TTIP – the Transatlantic Trade and Investment Partnership – has been dealt a hammer blow by a vote yesterday in the US Senate on another similar trade agreement. TPP – the Trans Pacific Partnership – was curtailed as Democrats in the Senate voted against US president Obama’s plans to grant fast track authority for the legislation. The Trade Promotion Authority (TPA, or fast track) bill fell short of the 60-vote hurdle, failing 52-45. Had it passed, both trade agreements could have proceeded without amendments.
This has implications for TTIP because, as Karen Hansen Khun of Arc2020 sister organisation IATP told us twitter late last night “While most of the attention is on TPP, Fast Track applies to TTIP too! Includes a big focus on ISDS.”
This Senate vote then, places a serious hurdle in the way of TTIP. Fast track was to be used in both TPP and TTIP: its rejection seriously hinders the progress of TTIP.

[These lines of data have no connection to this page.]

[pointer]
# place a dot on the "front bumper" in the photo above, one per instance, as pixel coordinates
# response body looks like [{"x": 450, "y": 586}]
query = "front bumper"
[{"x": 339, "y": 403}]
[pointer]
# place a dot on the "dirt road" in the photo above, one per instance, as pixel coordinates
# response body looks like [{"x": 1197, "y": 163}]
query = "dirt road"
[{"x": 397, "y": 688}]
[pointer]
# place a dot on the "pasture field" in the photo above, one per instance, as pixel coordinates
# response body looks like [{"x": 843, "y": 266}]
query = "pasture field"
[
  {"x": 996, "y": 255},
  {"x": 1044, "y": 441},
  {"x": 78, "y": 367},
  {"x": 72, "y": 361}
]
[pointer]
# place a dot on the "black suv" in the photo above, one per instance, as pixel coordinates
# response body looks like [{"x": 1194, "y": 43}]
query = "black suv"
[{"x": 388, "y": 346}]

According to Alexander Bolton writing in The Hill yesterday “The legislation faces even stronger opposition from Democrats in the House, and the surprise Senate failure could signal the beginning of the end for one of Obama’s top priorities.”
Likewise, the Guardian adds “it is seen as highly unlikely that international diplomats can complete either of the two giant trade deals currently in negotiation: the Trans-Pacific Partnership (TPP) and the Transatlantic Trade and Investment Partnership (TTIP).”
Obama had formed a bipartisan alliance with Republicans on the issue, but underestimated opposition within the Democrats, spurred on by powerful campaigning by labour unions and the NGO/CSO sector in the US.
TPP is the Pacific rim version of TTIP, covering eleven countries from Vietnam to Australia but excluding China, who are negotiating a separate deal expected to conclude in 20205.
But is the legislation scuppered or just stymied? According to the New York Times, the vote “presented Mr. Obama what might be a no-win situation. He may have to accept trade enforcement provisions he does not want in order to propel the trade legislation through the Senate, but those same provisions might doom the Pacific trade negotiations that legislation is supposed to lift.”
All told, both TPP and TTIP have been severely curtailed by this vote. Importantly this shows how politicians can be swayed on both TPP and TTIP: in the US, there had been consensus at an earlier stage in the finance Committee.
And as Doru Frantescu wrote in Euractiv, a similar process has happened in Europe too. Writing on the likely TTIP voting patterns in the European Parliament for the June Plenary: “the balance of power may still change before the end of the negotiations and the ratification by the EP, if the ‘against’ camp becomes more successful in convincing and mobilising the public opinion, exactly as it happened in the case of ACTA (who initially had the support of a narrow majority in the EP, but in the end the tide turned overwhelmingly against it).”
It seems more likely now, following this Senate vote on TPP, that MEPs will start to take far more seriously the undeniable civil society momentum to scupper TTIP.